Robin Ashenden has narrated this article for you to listen to.
My nine-year-old half-Russian daughter has arrived in England for the first time since she was a baby. As she knows almost nothing about British culture apart from Peppa Pig and Willy Wonka, my job is to put together a week-long programme before she goes back to Italy, where she currently lives with her mother, my ex-partner. They were living in Russia but left following Vladimir Putin’s invasion of Ukraine. Ideally, my daughter will go home enthused about all things English and wanting a lifetime more. But where do I start?
First, there’s the question of food. I shall insist on her trying a Sunday lunch – something with bread sauce or stuffing (preferably both) and plenty of gravy. There will be an English breakfast too, though I’ll expect some resistance. Black pudding, which you must learn to love, shall be kept firmly at the back of the fridge during this first-ever fry-up. I shan’t expect much credit for baked beans. Even bean-obsessed peoples, like the Spaniards, spit on our garish, sugar-heavy way of serving them.
I’ll want her to try crumpets with honey, and scones with clotted cream and jam. The great Elizabeth David said roasts and jams were among the few things the English were good at.

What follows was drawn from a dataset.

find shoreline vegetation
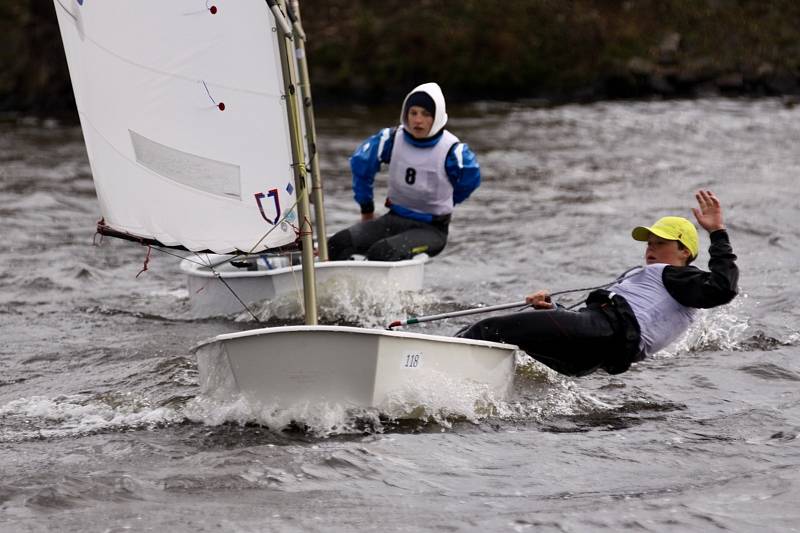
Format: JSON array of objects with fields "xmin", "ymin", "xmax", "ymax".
[{"xmin": 3, "ymin": 0, "xmax": 800, "ymax": 117}]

We will eat fish and chips straight from their wrapping on a blustery East Anglian seafront.
Then there’s the world of English chocolate, of great interest to a nine-year-old. Bounties and Mars bars are known internationally, but she’s never tried Revels or Fry’s Chocolate Cream, peppermint Aeros or Crunchie bars. These are things I want to pass on, far more than the music of Elgar or the designs of William Morris.